In an effort to understand the impact of a spate of fraudulent unemployment compensation claims in the Oil Region, the Venango County Chamber of Commerce has begun polling employers.

On Thursday, employers on the chamber’s email list received a survey asking about their experiences with the fraudulent jobless claim issue. So far, chamber President Susan Williams said, there are 20 responses, and the impact looks “significant.”

Those responses, she said, came from “every possible demographic” of Venango County employer.

From small to large businesses and nonprofits to local government, employers are seeing fraudulent claims, according to Williams. And the employees who have been victimized, in many cases, are receiving the money.

The survey contained five questions aimed at quantifying the scale of the issue by employer, and also how employers’ experiences shade the bigger picture countywide.

One local school district reported 15 claims on various employees. Seven employers said affected employees have actually received a check, debit card or direct deposit.

“At least 50 Venango County employees have been affected, and those are just the ones we know about,” said Williams, whose priority is to ensure employers know “they need to be proactive about this.”

Many of the individuals having fraudulent claims filed on them, Williams said, may never even know about it until it complicates their tax returns. And, smaller businesses that don’t have someone processing payroll for them could struggle to navigate the state Department of Labor & Industry’s employer portal.

“In an effort to protect login safety,” Williams said, the department’s employer portal has “always been a little bit cumbersome.” Now, though, it’s likely the best bet, as calling the department has proven fruitless to the majority of employers with whom she’s spoken.

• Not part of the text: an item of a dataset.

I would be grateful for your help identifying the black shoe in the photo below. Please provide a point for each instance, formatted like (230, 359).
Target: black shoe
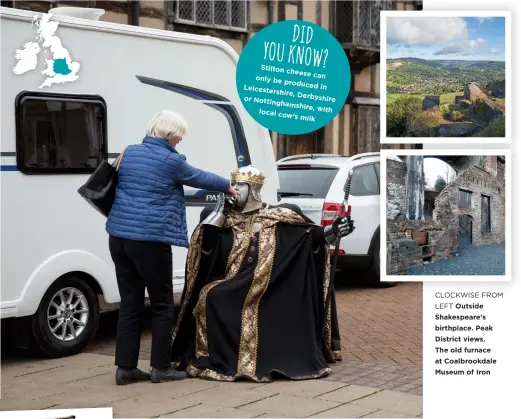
(126, 376)
(163, 376)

“You need to go in; you need to check and see,” she said. “You may not even get an email, as an employer, and unless your employee gets the money they may never find out either.”

While the chamber tries to get a handle on the situation, Williams said her best advice remains the same:

– Employers: Check in on claims regularly to make sure a fraudulent one hasn’t come in. If it has, Williams said, it must be reported.

– Employees: Report the issue to your employer’s human resources department as well as police in your jurisdiction of residence is integral.

Williams was tipped off to the local scale of the issue when she received a debit card applied for fraudulently in her name.

Once the chamber has a good volume of responses, she said, the data will be taken to state legislators in an effort to elevate the issue to a level that can motivate a concerted effort by the state to reign in the problem.

What Williams wants, she said, is for the department to give employers across the state a clear set of direct instructions on how to take care of a fraudulent claim should they receive one.

Until that happens, Williams said, the chamber will do what it can and when it can to help businesses.

She urged employers to be patient, as everyone tries to get a sense of how long this issue will go on before an intervention arrives.